Les Saintes, located just South of Guadeloupe, are a handful of small, quaint islands, catering to tourists and cruisers alike.

We climbed up and toured the refurbished 18th century fort, which chronicled the military significance of the area, and later climbed up to the other fortifications, perched on the highest point of the islands, providing a spectacular 360-degree panoramic view. Hiking has become a common theme of our trip (it’s free) and, while you both come along willingly and don’t complain, it is not your favorite activity.

Besides the hikes we strolled around the village, ate pain au chocolat, drank good French wine and just generally enjoyed the ambiance of this quaint island.

Visible across the strait was Guadeloupe, and the guidebook indicated that there was a national park with great hiking, leading to a series of 350 ft waterfalls that we wanted to explore.  We sailed the short hop over to St. Francois and dropped anchor in front of this bustling little tourist town, which was eagerly anticipating the start of their tourist season.

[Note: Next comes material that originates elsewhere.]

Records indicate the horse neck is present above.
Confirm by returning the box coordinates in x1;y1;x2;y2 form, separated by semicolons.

We rented a car and set off with the Dubois family from La Jeannoise to the Chutes de Carbet, which was a four-hour climb through a well-maintained and marked national park. At the base of the chutes we were treated to a brisk swim in a deep pool with the falls crashing down on top of us; reviving us after the long and muggy hike.

The following day we drove around the island and stumbled onto the Chemin des Chateaux and although there weren’t any Chateaux, we did find some spectacular scenery at the end of the island which really called for yet another….hike.

Because the French islands are Prefectures of France, they are entitled to all the social services and infrastructure that would be found in the “Metropol”. The roads, signage, parks and general productivity of these Caribbean outposts are far superior to their British cousins who gained their independence in the 70’s. While not exactly “France”, they do retain the culture, charm, and general attitude of their European parent, which has been a real treat for us.

Guadeloupe would also be our last chance to provision before St. Martin and we intended to lower the waterline with as much pate, cheese and good wine as we could stuff in the bilges. After making plans to meet up with several other boats in Antigua for Christmas, we departed at the crack of dawn into a blustery Atlantic sea for the 65 nm run to Falmouth Harbour in Antigua.